The objective of the study at the RWTH Aachen University in 2016 was to determine the hydraulic roughness of geosynthetic concrete mattresses as a basis for the design in practice-oriented applications such as canal linings. For this purpose, a hybrid model approach was used, that combined physical model tests and numerical modelling. The skin and form roughness of full-scale uniform mattresses were investigated in the laboratory flume of the Institute of Hydraulic Engineering and Water Resource Management at RWTH Aachen University. As the tests were performed in real scale, model effects could be eliminated and neglected. The experimental tests provided a data base to calibrate and validate a numerical model for analyzing the influence of the geosynthetic mattress shape on the hydraulic roughness. As a result, the hydraulic roughness of geotextile mattresses was quantified.

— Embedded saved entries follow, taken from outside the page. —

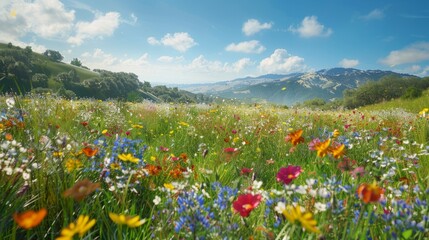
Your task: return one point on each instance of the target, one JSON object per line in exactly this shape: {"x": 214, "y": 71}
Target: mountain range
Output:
{"x": 290, "y": 89}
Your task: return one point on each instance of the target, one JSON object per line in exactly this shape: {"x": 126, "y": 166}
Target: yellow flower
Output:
{"x": 336, "y": 133}
{"x": 73, "y": 164}
{"x": 293, "y": 214}
{"x": 128, "y": 157}
{"x": 322, "y": 148}
{"x": 81, "y": 226}
{"x": 130, "y": 221}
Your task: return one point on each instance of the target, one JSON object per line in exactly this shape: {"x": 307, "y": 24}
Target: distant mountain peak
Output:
{"x": 296, "y": 87}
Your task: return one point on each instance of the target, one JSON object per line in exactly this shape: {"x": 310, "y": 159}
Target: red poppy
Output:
{"x": 246, "y": 203}
{"x": 295, "y": 137}
{"x": 369, "y": 192}
{"x": 90, "y": 152}
{"x": 289, "y": 173}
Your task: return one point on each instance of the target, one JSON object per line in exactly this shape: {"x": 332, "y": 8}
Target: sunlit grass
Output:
{"x": 162, "y": 171}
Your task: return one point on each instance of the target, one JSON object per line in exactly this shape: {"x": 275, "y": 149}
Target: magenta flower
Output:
{"x": 246, "y": 171}
{"x": 230, "y": 150}
{"x": 289, "y": 173}
{"x": 245, "y": 203}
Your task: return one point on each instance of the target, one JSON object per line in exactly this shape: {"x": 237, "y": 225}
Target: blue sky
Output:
{"x": 190, "y": 41}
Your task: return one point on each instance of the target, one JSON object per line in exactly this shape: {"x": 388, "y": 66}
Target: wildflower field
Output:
{"x": 113, "y": 170}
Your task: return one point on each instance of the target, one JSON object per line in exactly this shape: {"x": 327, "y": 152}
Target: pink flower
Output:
{"x": 289, "y": 173}
{"x": 246, "y": 171}
{"x": 230, "y": 150}
{"x": 358, "y": 171}
{"x": 312, "y": 145}
{"x": 246, "y": 203}
{"x": 163, "y": 149}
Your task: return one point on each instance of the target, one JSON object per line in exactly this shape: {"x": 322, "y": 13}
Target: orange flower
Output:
{"x": 30, "y": 218}
{"x": 295, "y": 137}
{"x": 322, "y": 148}
{"x": 8, "y": 136}
{"x": 89, "y": 152}
{"x": 184, "y": 156}
{"x": 338, "y": 151}
{"x": 81, "y": 189}
{"x": 369, "y": 192}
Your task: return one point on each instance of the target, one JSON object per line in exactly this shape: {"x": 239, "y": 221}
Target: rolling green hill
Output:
{"x": 409, "y": 105}
{"x": 23, "y": 71}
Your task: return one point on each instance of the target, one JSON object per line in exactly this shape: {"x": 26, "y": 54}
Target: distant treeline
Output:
{"x": 23, "y": 71}
{"x": 386, "y": 89}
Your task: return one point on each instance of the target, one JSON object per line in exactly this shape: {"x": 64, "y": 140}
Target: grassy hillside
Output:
{"x": 218, "y": 171}
{"x": 410, "y": 105}
{"x": 22, "y": 70}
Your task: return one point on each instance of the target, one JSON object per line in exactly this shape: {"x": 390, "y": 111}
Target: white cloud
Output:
{"x": 170, "y": 69}
{"x": 253, "y": 26}
{"x": 180, "y": 41}
{"x": 349, "y": 63}
{"x": 310, "y": 27}
{"x": 98, "y": 59}
{"x": 132, "y": 21}
{"x": 101, "y": 26}
{"x": 45, "y": 18}
{"x": 241, "y": 64}
{"x": 411, "y": 54}
{"x": 282, "y": 62}
{"x": 246, "y": 47}
{"x": 153, "y": 41}
{"x": 374, "y": 15}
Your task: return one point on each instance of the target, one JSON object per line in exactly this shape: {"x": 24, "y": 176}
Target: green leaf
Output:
{"x": 407, "y": 234}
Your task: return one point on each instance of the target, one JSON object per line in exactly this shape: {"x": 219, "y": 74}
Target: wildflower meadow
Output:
{"x": 89, "y": 169}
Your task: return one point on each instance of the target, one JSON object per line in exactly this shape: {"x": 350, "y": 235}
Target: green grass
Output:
{"x": 411, "y": 105}
{"x": 182, "y": 162}
{"x": 56, "y": 68}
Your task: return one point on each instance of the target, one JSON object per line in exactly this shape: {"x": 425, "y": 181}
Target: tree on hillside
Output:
{"x": 76, "y": 62}
{"x": 53, "y": 55}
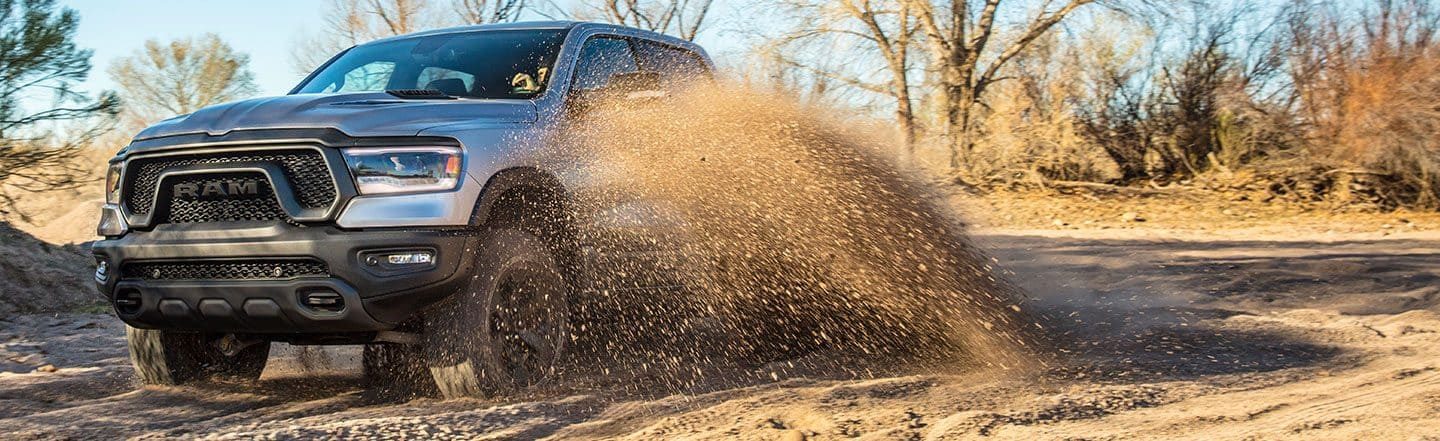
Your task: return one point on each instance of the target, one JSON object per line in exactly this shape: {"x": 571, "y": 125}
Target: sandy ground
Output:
{"x": 1191, "y": 335}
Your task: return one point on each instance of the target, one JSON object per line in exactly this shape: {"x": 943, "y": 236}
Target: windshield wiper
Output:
{"x": 419, "y": 94}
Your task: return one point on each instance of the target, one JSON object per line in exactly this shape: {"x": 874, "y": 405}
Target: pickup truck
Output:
{"x": 390, "y": 199}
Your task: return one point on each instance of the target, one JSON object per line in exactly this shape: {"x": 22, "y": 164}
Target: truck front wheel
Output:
{"x": 176, "y": 358}
{"x": 509, "y": 327}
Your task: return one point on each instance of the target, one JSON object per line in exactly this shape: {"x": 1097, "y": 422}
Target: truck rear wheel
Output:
{"x": 509, "y": 327}
{"x": 176, "y": 358}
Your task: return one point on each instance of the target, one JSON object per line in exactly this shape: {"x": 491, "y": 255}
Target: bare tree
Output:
{"x": 353, "y": 22}
{"x": 877, "y": 38}
{"x": 678, "y": 18}
{"x": 164, "y": 79}
{"x": 959, "y": 36}
{"x": 481, "y": 12}
{"x": 38, "y": 58}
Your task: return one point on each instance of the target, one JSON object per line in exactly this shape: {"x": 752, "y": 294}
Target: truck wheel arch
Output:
{"x": 501, "y": 188}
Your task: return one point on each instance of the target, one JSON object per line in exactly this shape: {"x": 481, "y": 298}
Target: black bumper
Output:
{"x": 373, "y": 296}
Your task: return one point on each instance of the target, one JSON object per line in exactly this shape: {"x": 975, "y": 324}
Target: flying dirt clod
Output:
{"x": 795, "y": 235}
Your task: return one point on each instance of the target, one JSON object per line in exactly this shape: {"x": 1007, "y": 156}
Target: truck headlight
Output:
{"x": 113, "y": 183}
{"x": 403, "y": 169}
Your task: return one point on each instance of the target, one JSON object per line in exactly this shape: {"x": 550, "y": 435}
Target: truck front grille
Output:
{"x": 304, "y": 169}
{"x": 234, "y": 208}
{"x": 226, "y": 270}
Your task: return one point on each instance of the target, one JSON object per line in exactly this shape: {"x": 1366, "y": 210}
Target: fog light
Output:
{"x": 409, "y": 258}
{"x": 101, "y": 270}
{"x": 111, "y": 222}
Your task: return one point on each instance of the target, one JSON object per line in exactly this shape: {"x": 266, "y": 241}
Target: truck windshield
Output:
{"x": 486, "y": 64}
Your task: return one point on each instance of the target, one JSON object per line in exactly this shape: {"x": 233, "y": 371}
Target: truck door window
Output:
{"x": 677, "y": 67}
{"x": 599, "y": 59}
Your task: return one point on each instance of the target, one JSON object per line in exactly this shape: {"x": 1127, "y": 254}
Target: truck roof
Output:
{"x": 546, "y": 25}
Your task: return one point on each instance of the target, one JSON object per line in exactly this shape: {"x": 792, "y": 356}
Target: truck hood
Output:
{"x": 372, "y": 114}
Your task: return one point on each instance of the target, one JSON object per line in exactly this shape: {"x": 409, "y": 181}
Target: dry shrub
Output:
{"x": 1388, "y": 124}
{"x": 1371, "y": 94}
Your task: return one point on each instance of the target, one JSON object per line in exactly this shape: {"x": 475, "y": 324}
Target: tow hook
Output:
{"x": 398, "y": 337}
{"x": 231, "y": 345}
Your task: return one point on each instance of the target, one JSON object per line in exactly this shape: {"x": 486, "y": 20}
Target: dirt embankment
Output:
{"x": 38, "y": 275}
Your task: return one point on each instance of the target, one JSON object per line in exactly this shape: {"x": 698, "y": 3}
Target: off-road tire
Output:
{"x": 509, "y": 329}
{"x": 177, "y": 358}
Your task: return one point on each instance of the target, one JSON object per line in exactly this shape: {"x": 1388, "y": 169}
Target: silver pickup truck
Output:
{"x": 389, "y": 201}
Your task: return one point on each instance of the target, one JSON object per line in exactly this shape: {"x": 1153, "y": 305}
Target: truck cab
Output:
{"x": 392, "y": 199}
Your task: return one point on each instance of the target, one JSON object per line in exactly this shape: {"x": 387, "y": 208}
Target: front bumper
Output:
{"x": 373, "y": 296}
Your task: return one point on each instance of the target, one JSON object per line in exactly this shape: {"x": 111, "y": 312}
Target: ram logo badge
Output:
{"x": 215, "y": 188}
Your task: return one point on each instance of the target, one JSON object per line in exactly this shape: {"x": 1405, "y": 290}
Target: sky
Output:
{"x": 262, "y": 29}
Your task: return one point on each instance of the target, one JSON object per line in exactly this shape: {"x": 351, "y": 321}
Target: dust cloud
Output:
{"x": 794, "y": 237}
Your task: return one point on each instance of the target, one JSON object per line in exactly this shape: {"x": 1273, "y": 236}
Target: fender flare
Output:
{"x": 507, "y": 179}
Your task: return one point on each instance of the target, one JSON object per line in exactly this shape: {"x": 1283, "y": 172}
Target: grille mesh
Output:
{"x": 306, "y": 170}
{"x": 226, "y": 270}
{"x": 259, "y": 206}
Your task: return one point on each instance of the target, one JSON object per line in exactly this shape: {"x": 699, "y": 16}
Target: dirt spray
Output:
{"x": 795, "y": 234}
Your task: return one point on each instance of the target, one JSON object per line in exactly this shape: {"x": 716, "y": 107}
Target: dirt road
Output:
{"x": 1161, "y": 337}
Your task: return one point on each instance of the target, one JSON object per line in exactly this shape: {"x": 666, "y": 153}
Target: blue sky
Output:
{"x": 264, "y": 29}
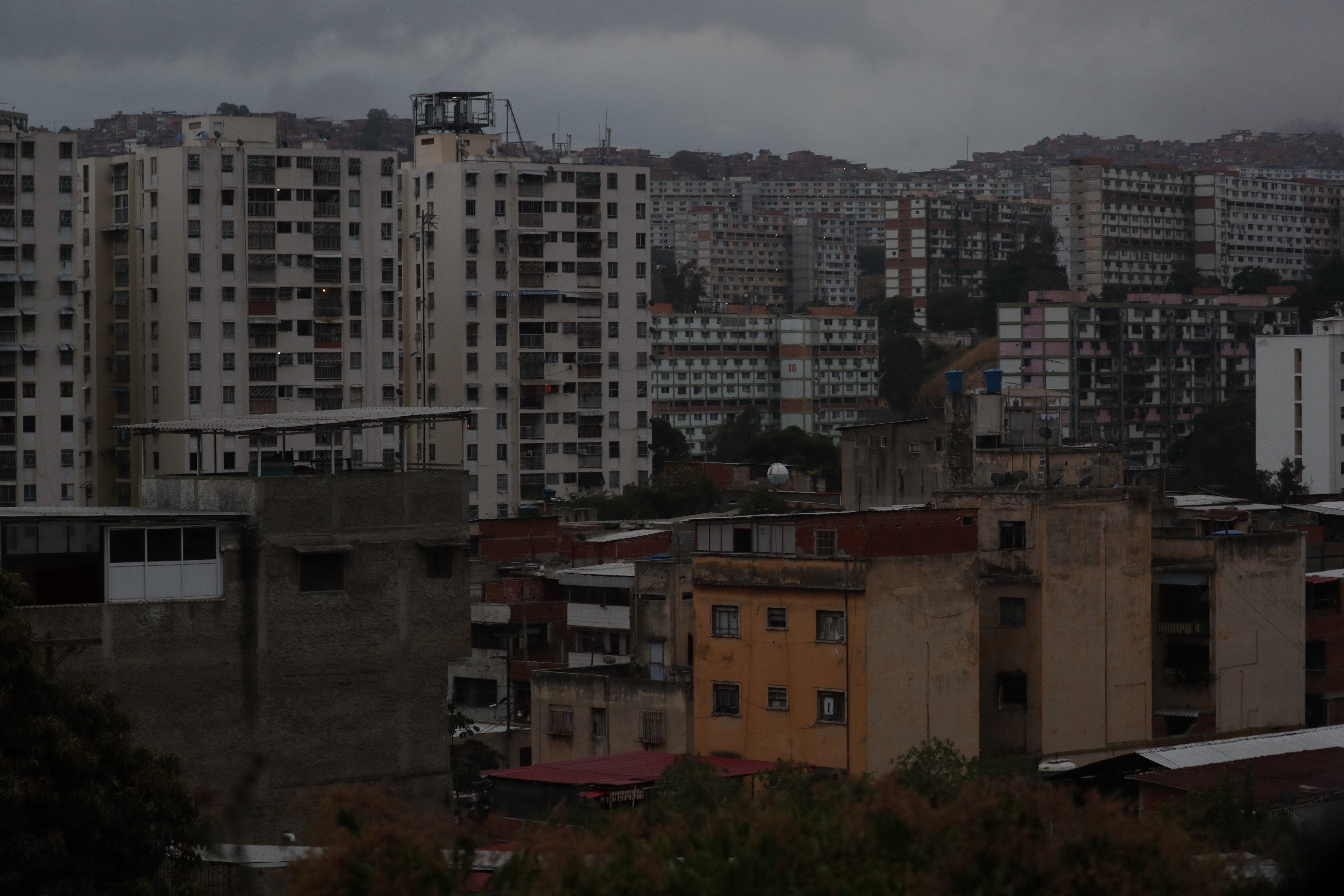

In order to describe and analyze the ice load resistance of the concrete mattress system large scale field trials were conducted at the shore of the Saratov Reservoir, which is an impoundment of the river Wolga. The field work was scientifically supervised by the Samara State University of Architecture and Civil Engineering (SSUACE), Samara, Russia. During the winter period of 2014/2015 the climate conditions and the ice thickness were continuously monitored. In addition to the field trials laboratory tests were carried out. Based on the insights of these two investigations in consideration of the existing gost standards a new design method for the ice load resistance of geoysynthetic concrete mattresses was derived.
The scope of the paper is to present a summary of the findings of the two different research projects. Furthermore the paper will illustrate the applicability and practicability of the system by showing some recently executed projects like the repair works at a German waterway. Due to the leakage of the existing asphalt revetment maintenance at the Main-Donau-Canal was required. Water reed rhizomes had perforated the lining layer. The mattress system was selected because of the potential installation under water while the ship traffic could continue. Another large scale example with the installation of approximately 150,000 m² mattress is the rehabilitation of a hydro-electric power plant canal close to Munich.
In summary the scientific research in combination with the long term experience and the recently executed projects will demonstrate the reliability of the rediscovered system.